Sami Bébawi, 73, former head of international construction for Canadian engineer SNC-Lavalin, was sentenced to eight years and six months in prison on January 10 for his part in corrupt practices in Libya during the regime of Moammar Gadhafi.
The company separately settled its own corruption charges related to when its subsidiary SNC-Lavalin Construction pleaded guilty in the Court of Quebec to a single charge of fraud on December 18, 2019.
All other charges against SNC-Lavalin Group and its international marketing arm, SNC-Lavalin International, have been withdrawn as part of the settlement, which sees SNC-Lavalin Construction paying a CAD$280 million (US$214 million) fine over five years.
A Quebec Superior Court jury found Bébawi guilty on December 15, 2019 of all five counts he faced, including fraud, corruption of foreign officials and laundering proceeds of crime.

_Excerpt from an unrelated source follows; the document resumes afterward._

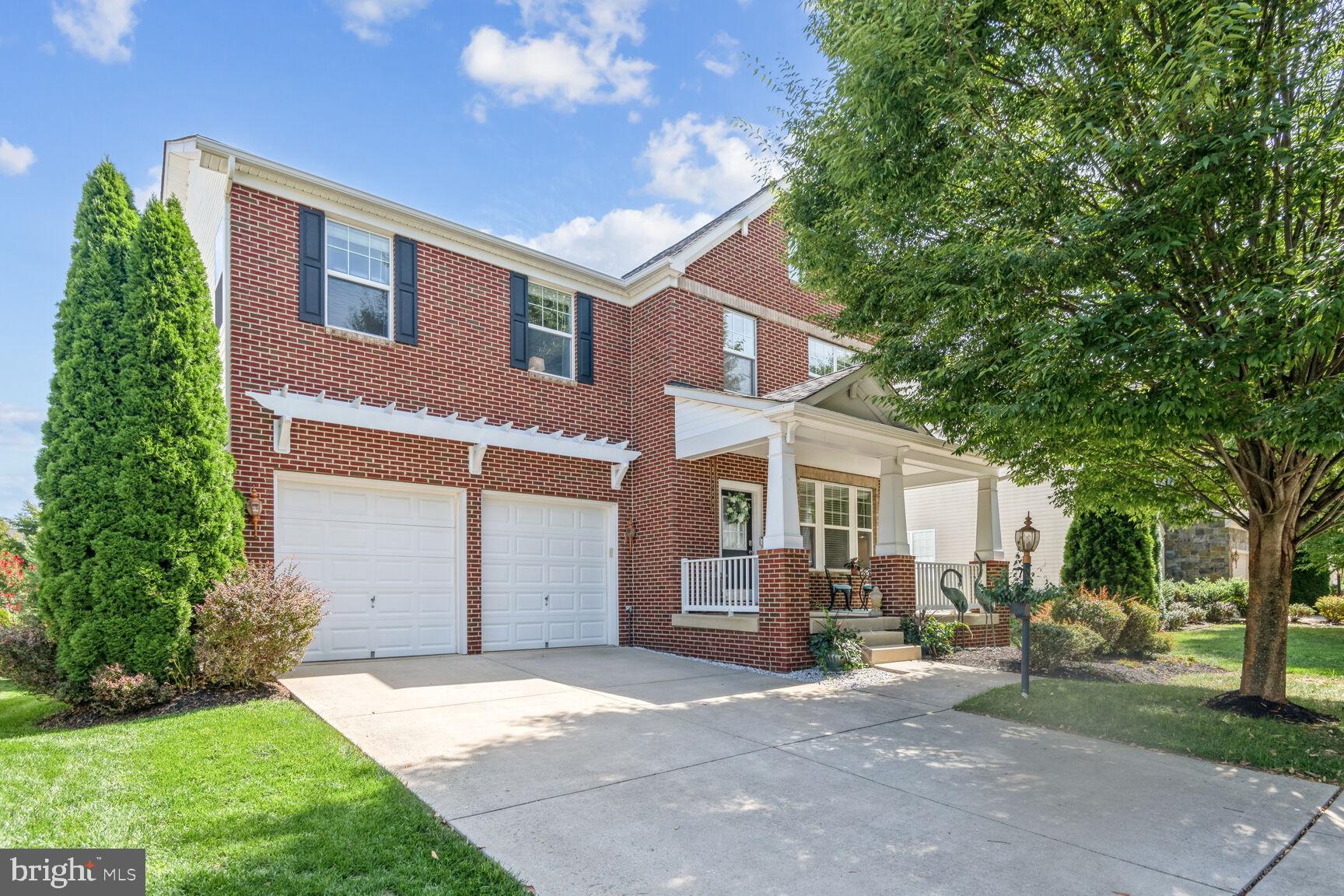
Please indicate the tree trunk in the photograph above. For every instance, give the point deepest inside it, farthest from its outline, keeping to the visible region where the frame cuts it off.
(1265, 659)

Canada’s Crown prosecution alleged that SNC-Lavalin transferred approximately CAD$113 million (US$86 million) to a shell company between the late 1990s and the end of the Gadhafi regime in 2011. The prosecution’s main witness, another former SNC-Lavalin executive, Riadh Ben Aissa, told jurors the money was used to reward Moammar Gadhafi’s son, Saadi, for giving the company construction projects in the period totalling at least CAD$1.85 billion (US$1.4 billion).
The charges against SNC-Lavalin, the company, were brought in 2015, and related to activities in Libya during the period of 2001 to 2011.

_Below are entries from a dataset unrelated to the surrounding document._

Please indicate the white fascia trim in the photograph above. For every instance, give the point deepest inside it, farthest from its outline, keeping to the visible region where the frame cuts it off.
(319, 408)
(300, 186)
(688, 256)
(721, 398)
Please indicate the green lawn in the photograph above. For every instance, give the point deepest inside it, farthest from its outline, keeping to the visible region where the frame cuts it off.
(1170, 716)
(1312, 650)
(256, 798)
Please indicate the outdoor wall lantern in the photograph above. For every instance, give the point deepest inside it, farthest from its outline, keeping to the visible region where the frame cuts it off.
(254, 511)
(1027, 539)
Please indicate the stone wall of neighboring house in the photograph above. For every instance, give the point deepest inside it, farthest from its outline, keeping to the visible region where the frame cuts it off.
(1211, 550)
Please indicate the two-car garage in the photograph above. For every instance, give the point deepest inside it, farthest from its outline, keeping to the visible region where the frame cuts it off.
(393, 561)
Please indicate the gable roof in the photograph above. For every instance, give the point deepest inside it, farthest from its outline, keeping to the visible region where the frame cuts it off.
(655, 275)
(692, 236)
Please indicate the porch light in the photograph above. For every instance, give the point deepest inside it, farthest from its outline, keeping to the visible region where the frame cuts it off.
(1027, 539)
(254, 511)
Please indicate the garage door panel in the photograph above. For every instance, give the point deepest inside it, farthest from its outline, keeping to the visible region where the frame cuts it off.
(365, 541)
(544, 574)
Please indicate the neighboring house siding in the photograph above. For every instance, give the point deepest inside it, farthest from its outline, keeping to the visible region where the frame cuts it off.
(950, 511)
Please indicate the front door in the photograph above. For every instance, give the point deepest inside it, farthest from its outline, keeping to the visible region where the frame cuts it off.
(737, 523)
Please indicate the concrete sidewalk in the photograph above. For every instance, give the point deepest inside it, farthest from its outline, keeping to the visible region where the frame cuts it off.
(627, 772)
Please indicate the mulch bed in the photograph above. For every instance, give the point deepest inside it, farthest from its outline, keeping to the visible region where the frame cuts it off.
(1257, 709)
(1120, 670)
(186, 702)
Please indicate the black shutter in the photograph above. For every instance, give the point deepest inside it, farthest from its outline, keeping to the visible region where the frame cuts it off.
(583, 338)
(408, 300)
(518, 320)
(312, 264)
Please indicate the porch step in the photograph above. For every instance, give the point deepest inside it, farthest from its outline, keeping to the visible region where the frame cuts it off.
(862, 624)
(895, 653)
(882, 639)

“We are pleased to settle these legacy issues and remove these legal uncertainties overhanging the company,” said SNC-Lavalin Group board chairman Kevin G. Lynch. “We feel this settlement is fair, and we deeply regret this past behaviour which was contrary to our values and ethical standards. The company has changed a great deal, embraced a world-class integrity regime and culture, and going forward we have renewed confidence about the company’s future.”
SNC-Lavalin said it does not anticipate that the guilty plea will affect the eligibility of SNC-Lavalin Group companies to bid on future projects.